GeoTIFF overviews / TILEINDEX / Large dataset performance

Thu Jun 9 23:33:20 PDT 2005

Frank,

I have to say it is great to get such a detalied explanation of
overviews/tiles/performance problems. I would personally very like to
see some kind of HOWTO that would explain this in more details end
technical/theoretical background.
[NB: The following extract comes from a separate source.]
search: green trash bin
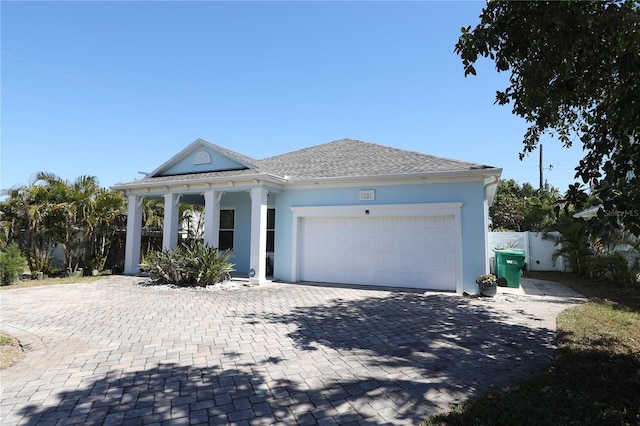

For example, how to create overviews
that exactly match desired output resolution so no resampling occurs
(with fixed set of zoom scales of course) and similar performance
things.

I would be happy enough if someone can point me to literature that
explains all this stuff.

regards

dejan

-----Original Message-----
From: UMN MapServer Users List [mailto:MAPSERVER-USERS at LISTS.UMN.EDU] On
Behalf Of Frank Warmerdam
Sent: Thursday, June 09, 2005 9:53 PM
To: MAPSERVER-USERS at LISTS.UMN.EDU
Subject: Re: [UMN_MAPSERVER-USERS] GeoTIFF overviews / TILEINDEX / Large
dataset performance

On 6/4/05, Dan Greve <grevedan at hotmail.com> wrote:
> To everyone,
> 
> Are GeoTiff overviews taken advantage of by Mapserver?  What's the 
> best way to handle large datasets (300 GB, 260,000 files in my case) 
> when you want the user to be able to view the whole dataset.

Dan, 

I think that Mark had the right idea with creating new overview layers
to kick in at various scales.   To show an overview of your whole region
it would be disaster to have touch all 260,000 of your files. 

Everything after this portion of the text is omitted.